結論 訂正を認める。 特許第3104896号の請求項1に係る特許を取り消す。 
理由 I.手続の経緯
特許第3104896号の請求項1に係る発明についての出願は、平成6年2月18日に出願され、平成12年9月1日に特許権の設定登録がされ、その後、日本ペイント株式会社より特許異議の申立てがされ、取消理由の通知がされ、その指定期間内である平成13年10月29日に訂正請求がされたものである。

II.訂正の適否についての判断
1.訂正の内容
訂正事項a
特許請求の範囲の請求項1の「主鎖にフッ素原子が結合した溶剤可溶性含フッ素共重合体(A) 」を、「主鎖にフッ素原子が結合し、かつフルオロオレフィン成分としてクロロトリフルオロエチレンを使用した溶剤可溶性含フッ素共重合体(A) 」と訂正する。

訂正事項b
【0006】の「主鎖にフッ素原子が結合した溶剤可溶性含フッ素共重合体(A) 」を、「主鎖にフッ素原子が結合し、かつフルオロオレフィン成分としてクロロトリフルオロエチレンを使用した溶剤可溶性含フッ素共重合体(A) 」と訂正する。

訂正事項c
【0008】の「フルオロオレフィン」を「クロロトリフルオロエチレン」と訂正する。

訂正事項d
【0008】の「前記フルオロオレフィンとしては、例えばフッ化ビニル、フッ化ビニリデン、テトラフルオロエチレン、クロロトリフルオロエチレン、ヘキサフルオロプロピレン等が代表的なものとして挙げられる。」を削除する。

訂正事項e
【0010】の「フルオロオレフィン」を「クロロトリフルオロエチレン」と訂正する。

訂正事項f
【0011】の「前記方法(ロ)は、フルオロオレフィン」を「前記方法(ロ)は、クロロトリフルオロエチレン」と訂正する。

訂正事項g
【0011】の「カルボキシル基含有の含フッ素共重合体は、フルオロオレフィン」を「カルボキシル基含有の含フッ素共重合体は、クロロトリフルオロエチレン」と訂正する。

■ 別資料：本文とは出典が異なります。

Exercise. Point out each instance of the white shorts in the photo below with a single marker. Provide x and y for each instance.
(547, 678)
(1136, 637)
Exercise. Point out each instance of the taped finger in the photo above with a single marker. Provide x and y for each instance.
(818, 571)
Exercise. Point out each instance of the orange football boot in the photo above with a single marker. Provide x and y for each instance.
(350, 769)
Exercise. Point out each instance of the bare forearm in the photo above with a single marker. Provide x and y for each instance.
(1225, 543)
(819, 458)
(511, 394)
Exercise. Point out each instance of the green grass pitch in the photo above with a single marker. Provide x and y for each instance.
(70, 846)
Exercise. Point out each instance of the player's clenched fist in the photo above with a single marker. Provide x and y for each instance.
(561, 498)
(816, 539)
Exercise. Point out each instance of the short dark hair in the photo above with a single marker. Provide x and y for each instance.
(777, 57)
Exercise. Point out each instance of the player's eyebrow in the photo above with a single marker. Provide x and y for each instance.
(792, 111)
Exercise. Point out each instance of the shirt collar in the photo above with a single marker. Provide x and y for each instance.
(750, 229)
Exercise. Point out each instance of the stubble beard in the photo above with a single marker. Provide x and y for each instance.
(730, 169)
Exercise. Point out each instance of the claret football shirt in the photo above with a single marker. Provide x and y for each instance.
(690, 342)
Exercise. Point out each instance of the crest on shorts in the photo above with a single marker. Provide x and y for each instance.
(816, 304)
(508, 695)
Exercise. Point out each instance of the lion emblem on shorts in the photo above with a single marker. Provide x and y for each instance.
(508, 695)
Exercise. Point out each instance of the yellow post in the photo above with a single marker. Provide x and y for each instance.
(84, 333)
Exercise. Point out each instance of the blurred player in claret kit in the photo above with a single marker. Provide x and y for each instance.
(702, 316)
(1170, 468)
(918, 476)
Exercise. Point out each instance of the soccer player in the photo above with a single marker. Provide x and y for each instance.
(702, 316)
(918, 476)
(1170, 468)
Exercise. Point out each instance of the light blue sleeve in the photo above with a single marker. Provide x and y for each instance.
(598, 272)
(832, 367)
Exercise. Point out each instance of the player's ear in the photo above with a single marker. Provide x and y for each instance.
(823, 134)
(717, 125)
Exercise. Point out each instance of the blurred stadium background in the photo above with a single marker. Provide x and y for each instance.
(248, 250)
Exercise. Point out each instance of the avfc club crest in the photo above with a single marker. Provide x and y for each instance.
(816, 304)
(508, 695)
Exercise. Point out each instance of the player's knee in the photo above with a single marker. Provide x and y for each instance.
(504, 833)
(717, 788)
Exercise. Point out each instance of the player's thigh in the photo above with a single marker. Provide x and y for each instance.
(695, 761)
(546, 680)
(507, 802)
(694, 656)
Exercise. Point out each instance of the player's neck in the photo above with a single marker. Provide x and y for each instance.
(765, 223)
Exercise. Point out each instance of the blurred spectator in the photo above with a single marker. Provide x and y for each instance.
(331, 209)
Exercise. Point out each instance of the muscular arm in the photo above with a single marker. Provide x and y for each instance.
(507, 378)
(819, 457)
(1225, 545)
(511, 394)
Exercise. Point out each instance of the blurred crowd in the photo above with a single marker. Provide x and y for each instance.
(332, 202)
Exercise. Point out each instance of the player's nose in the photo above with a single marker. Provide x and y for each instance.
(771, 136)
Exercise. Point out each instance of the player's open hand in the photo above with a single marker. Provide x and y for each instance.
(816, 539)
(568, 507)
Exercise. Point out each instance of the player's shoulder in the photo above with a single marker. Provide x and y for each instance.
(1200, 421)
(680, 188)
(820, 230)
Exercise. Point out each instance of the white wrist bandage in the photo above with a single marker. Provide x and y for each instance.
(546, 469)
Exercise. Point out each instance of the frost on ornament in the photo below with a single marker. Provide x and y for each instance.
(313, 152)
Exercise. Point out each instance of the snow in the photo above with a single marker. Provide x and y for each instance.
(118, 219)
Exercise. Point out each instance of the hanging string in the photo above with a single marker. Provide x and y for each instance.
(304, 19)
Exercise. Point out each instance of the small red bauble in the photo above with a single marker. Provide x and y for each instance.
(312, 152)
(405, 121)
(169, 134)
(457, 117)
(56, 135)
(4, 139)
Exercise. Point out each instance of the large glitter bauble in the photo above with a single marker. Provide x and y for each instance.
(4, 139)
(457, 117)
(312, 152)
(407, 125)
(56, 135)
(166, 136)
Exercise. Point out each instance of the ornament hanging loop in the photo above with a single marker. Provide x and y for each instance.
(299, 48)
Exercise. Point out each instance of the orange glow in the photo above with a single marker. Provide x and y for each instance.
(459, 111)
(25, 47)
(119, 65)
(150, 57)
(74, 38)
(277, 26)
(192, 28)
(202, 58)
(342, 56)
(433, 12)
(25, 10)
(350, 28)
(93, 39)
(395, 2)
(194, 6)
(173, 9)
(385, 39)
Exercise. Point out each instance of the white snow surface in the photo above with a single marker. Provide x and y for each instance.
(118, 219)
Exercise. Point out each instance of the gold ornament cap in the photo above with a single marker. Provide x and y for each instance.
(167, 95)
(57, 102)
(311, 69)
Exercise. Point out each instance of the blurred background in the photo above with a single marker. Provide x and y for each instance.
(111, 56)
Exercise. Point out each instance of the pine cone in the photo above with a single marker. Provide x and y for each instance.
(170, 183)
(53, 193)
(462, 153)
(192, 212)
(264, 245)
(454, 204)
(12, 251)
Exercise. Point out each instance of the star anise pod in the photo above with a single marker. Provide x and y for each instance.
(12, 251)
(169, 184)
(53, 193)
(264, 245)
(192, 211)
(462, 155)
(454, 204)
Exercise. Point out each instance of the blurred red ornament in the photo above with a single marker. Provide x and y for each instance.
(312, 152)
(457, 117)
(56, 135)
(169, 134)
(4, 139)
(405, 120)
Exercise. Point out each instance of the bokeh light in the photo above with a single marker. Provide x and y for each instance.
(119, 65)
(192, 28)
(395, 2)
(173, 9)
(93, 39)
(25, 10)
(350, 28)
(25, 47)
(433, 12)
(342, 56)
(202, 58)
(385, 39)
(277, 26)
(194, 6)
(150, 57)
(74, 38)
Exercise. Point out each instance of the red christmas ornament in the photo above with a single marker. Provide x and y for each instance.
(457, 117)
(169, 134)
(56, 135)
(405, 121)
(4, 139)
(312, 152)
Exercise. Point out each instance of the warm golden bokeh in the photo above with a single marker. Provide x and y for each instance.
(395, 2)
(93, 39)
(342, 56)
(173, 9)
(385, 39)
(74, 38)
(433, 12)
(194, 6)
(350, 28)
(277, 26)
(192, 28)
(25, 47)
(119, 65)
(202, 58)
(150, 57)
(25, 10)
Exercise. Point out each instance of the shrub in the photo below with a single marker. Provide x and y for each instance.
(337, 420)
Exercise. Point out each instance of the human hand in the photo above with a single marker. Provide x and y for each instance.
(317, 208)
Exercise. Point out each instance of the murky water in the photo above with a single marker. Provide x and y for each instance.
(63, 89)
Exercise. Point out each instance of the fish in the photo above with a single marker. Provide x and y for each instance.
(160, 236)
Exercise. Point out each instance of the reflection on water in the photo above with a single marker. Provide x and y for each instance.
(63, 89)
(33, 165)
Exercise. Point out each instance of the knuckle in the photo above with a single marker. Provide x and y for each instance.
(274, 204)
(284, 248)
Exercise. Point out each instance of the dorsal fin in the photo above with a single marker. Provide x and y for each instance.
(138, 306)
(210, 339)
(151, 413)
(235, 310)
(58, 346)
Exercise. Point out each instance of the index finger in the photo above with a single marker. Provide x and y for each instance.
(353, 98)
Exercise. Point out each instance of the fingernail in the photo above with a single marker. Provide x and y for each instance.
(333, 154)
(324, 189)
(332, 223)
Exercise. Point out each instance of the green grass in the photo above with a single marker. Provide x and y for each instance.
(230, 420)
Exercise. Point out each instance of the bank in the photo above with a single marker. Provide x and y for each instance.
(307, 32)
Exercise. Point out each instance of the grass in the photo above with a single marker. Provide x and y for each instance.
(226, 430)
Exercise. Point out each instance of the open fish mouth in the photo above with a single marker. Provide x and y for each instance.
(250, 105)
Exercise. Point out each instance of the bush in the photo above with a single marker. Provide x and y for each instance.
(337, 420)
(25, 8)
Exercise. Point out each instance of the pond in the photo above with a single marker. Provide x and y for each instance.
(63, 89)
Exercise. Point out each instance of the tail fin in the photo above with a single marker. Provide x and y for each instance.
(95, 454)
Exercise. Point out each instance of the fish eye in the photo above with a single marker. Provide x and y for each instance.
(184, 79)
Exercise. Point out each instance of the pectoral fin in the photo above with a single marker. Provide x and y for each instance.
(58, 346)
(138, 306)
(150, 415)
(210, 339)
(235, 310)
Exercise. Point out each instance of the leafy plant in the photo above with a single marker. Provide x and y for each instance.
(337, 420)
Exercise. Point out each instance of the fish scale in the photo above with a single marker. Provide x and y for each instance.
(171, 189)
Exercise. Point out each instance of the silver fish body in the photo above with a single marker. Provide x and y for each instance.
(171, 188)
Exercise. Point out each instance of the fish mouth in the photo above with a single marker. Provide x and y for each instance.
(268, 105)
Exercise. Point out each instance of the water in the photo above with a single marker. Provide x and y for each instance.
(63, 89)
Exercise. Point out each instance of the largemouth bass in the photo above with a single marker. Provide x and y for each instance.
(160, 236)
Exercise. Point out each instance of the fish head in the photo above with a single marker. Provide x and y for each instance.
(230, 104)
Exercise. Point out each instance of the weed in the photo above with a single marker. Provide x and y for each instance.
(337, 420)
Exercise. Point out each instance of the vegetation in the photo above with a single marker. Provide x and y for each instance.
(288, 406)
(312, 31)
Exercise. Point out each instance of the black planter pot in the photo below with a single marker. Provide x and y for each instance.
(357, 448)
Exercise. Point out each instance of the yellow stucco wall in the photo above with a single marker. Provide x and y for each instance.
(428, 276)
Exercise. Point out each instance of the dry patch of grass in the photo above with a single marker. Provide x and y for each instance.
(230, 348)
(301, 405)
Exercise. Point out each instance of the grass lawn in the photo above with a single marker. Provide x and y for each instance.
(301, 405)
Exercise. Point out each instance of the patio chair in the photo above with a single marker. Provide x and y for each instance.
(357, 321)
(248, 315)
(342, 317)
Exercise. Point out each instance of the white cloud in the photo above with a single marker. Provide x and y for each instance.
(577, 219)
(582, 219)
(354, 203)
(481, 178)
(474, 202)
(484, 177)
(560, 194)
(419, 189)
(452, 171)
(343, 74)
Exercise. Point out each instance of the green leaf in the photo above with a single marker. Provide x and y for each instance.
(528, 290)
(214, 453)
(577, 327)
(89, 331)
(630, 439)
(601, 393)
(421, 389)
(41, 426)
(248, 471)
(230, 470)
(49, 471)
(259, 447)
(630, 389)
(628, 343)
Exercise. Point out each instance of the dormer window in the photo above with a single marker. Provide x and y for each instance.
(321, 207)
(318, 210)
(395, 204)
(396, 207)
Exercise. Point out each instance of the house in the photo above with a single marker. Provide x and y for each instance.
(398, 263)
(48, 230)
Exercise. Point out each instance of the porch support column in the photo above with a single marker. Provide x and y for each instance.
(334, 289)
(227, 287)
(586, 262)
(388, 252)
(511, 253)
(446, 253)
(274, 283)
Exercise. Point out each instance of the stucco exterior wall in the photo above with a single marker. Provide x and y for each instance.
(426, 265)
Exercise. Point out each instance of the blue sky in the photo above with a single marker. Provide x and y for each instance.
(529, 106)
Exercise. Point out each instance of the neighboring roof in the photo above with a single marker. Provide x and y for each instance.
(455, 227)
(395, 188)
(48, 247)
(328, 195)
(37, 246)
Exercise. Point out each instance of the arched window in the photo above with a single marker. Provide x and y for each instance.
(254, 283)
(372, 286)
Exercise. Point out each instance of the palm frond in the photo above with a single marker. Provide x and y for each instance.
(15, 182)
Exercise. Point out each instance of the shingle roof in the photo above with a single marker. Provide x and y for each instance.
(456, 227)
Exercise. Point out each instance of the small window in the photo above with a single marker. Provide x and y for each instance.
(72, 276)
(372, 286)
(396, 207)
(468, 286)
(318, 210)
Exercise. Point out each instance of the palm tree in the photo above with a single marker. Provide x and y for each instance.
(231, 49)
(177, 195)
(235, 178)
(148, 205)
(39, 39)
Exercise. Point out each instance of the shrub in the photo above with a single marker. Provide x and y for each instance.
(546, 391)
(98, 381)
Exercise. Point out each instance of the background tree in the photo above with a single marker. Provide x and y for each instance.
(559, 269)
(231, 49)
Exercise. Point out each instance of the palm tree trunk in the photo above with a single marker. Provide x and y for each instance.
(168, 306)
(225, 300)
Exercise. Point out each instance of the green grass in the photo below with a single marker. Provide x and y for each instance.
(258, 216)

2.訂正の目的の適否、新規事項の有無及び拡張・変更の存否
訂正事項aは、主鎖にフッ素原子が結合した溶剤可溶性含フッ素共重合体(A)」を「 主鎖にフッ素原子が結合し、かつフルオロオレフィン成分としてクロロトリフルオロエチレンを使用した溶剤可溶性含フッ素共重合体(A)」のみに限定するものであるから、特許請求の範囲の減縮を目的とする明細書の訂正に該当し、また、訂正事項b〜gは、特許請求の範囲の訂正に伴って、それとの整合を図るために発明の詳細な説明の記載を訂正したものであるから、明りょうでない記載の釈明を目的とする明細書の訂正に該当し、いずれも、新規事項の追加に該当せず、実質上特許請求の範囲を拡張し、又は変更するものではない。

3.むすび
以上のとおりであるから、上記訂正は、特許法第120条の4第3項において準用する平成6年法律第116号による改正前の特許法第126条第1項ただし書及び第2項の規定に適合するので、当該訂正を認める。

III.特許異議の申立てについての判断
1.本件発明
上記IIで示したように上記訂正が認められるから、本件請求項1に係る発明(以下、「本件発明」という。)は、訂正明細書の特許請求の範囲の請求項1に記載された次のとおりのものである。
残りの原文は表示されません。